It seemed like a good idea at the time, to take a break from my back breaking cat wrangling/book writing duties. I’ve worked very hard, very very hard on my rehab to get my busted knee to bend j-u-s-t enough to be able to sit in the front seat of our car so off we went, for a little trip down the New Jersey Turnpike!!! My first car trip in six weeks!!!
I call (above) this “Turnpikin’ in Pink”: pink sunglasses, pink watch band, pink polka dots on her GODDAMN CELL PHONE.
And, inspired by watching this girl text for about fifteen miles I call this, “Another Reason To Never Leave the House Ever Again”.

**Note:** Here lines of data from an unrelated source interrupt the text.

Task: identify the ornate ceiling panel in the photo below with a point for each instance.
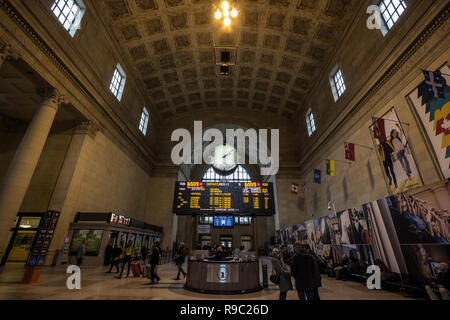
(281, 47)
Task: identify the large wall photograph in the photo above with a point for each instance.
(406, 233)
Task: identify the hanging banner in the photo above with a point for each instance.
(294, 189)
(317, 176)
(396, 156)
(350, 151)
(433, 113)
(331, 168)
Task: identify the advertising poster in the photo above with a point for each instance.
(77, 239)
(93, 242)
(395, 153)
(434, 117)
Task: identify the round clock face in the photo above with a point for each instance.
(224, 158)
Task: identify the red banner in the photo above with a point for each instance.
(379, 131)
(350, 151)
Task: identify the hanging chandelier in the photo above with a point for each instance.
(226, 13)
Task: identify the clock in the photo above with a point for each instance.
(224, 158)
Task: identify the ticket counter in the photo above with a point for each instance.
(223, 277)
(104, 231)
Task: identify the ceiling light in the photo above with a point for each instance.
(225, 6)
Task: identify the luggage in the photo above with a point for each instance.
(136, 268)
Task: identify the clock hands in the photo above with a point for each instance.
(227, 154)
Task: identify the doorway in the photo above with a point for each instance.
(246, 242)
(226, 242)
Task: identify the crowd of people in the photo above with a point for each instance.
(146, 260)
(303, 266)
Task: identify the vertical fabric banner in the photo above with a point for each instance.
(350, 151)
(379, 131)
(317, 176)
(331, 168)
(294, 189)
(306, 185)
(434, 117)
(396, 156)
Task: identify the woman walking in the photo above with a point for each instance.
(281, 272)
(80, 253)
(304, 269)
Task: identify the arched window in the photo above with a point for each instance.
(239, 175)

No thanks to my fellow Americans, I survived the journey to Washington D.C. and back (Yay! I got a new brother-in-law!!!). It never hurts to get some distance on your work in progress, but next time I’ll know better and pack a blindfold to get me through the Garden State.
Last week I mentioned a narrative concept I call Irving. Along those lines, this week I want to show you a visual columnist called Paul Madonna and his art journal titled Everything Is Its Own Reward:
Paul Madonna produces two weekly strips, ALL OVER COFFEE in the San Francisco Chronicle and on SFGate.com, and SMALL POTATOES on TheRumpus.net, where he is also comics editor. This book is a collection of his one-panel drawings from 2006 – 2011.

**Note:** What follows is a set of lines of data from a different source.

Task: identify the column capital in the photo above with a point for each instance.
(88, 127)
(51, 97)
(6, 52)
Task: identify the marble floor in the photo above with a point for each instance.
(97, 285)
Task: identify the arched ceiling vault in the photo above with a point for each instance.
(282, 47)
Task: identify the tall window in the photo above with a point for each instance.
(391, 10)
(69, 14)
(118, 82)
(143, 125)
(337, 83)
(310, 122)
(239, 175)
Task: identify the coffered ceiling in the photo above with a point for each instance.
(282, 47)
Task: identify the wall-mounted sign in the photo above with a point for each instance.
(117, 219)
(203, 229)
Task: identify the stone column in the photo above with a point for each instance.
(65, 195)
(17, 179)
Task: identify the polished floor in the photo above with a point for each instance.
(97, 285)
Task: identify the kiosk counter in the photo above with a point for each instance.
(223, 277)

As you can see, his book is bound horizontally so that his narrative scrolls from top to bottom, an interesting way to reproduce the experience of his internet work:
Paul Madonna has deliberately set out to write stories (he calls them stories; I call it narrative because I like fancy words) that have no Irvings. His stories are designed to hold his readers’ attention for just a few seconds, engage them in a very fleeting but profound experience that incorporates image with a message that is personal, sincere, and above all mutual between the artist and the reader. Some of his stories are longer than the few sentences you see here (above), but none of them carry over from one page to the next, so no need to write those workman-like sentences (Irvings) to link one scene to another.
It’s very tricky to pull this off — no, your own melodramatic stream-of-consciousness will not suffice — so to see how Mr. Madonna achieves this for 220 pages is like being given a road map on how to take your art journaling to another level. Also, there’s a lengthy Afterword by the author that explains in detail what his goals are as a storytelling artist.
Here’s my favorite page:
She squinted into the sun to avoid
the recurring and overwhelming fear that
when the aliens came, they’d land in a city other than her own.
Or worse — not in her lifetime.
How could she go on, knowing that another generation might experience what she herself could only dream of?
When it comes to delivering a reading experience it’s obvious that my strategy is very different from Mr. Madonna’s strategy, but this does not mean that I can not admire, value, and learn from his work. Above all, he has that rarest of writerly qualities, a point of view — and that is worth respect. You might want to check out Everything Is Its Own Reward, even if only to see what it’s like to read out of your comfort zone. It can’t hurt.
And now for something completely different:
As you might have noticed, this is the Prize-Giving Season (MacArthur Genius, Nobel, National Book, Pulitzer, etc.). I check my email every five minutes to see if I have been recognized for my contribution to the culture YET but so far all I’ve received are the usual invitations to meet fellow Christian Singles or recover a multi-million dollar inheritance in Nigeria. Frankly, the snubs are beginning to get on my nerves.
Dear Readers, I need a prize. Even if it’s for Best Work of Hand-Lettering by a Left-Handed Artist in the Tri-State Area, or Order of Merit in Gratitude For Not Writing Poetry. I want to send out a press release alerting the media that Some People Think I Don’t Suck. I want to forever after add the words “Prize Winning Author” in front of my name.
What’s Elfriede Jelinek got that I haven’t got? Besides a Nobel Prize for Literature, I mean.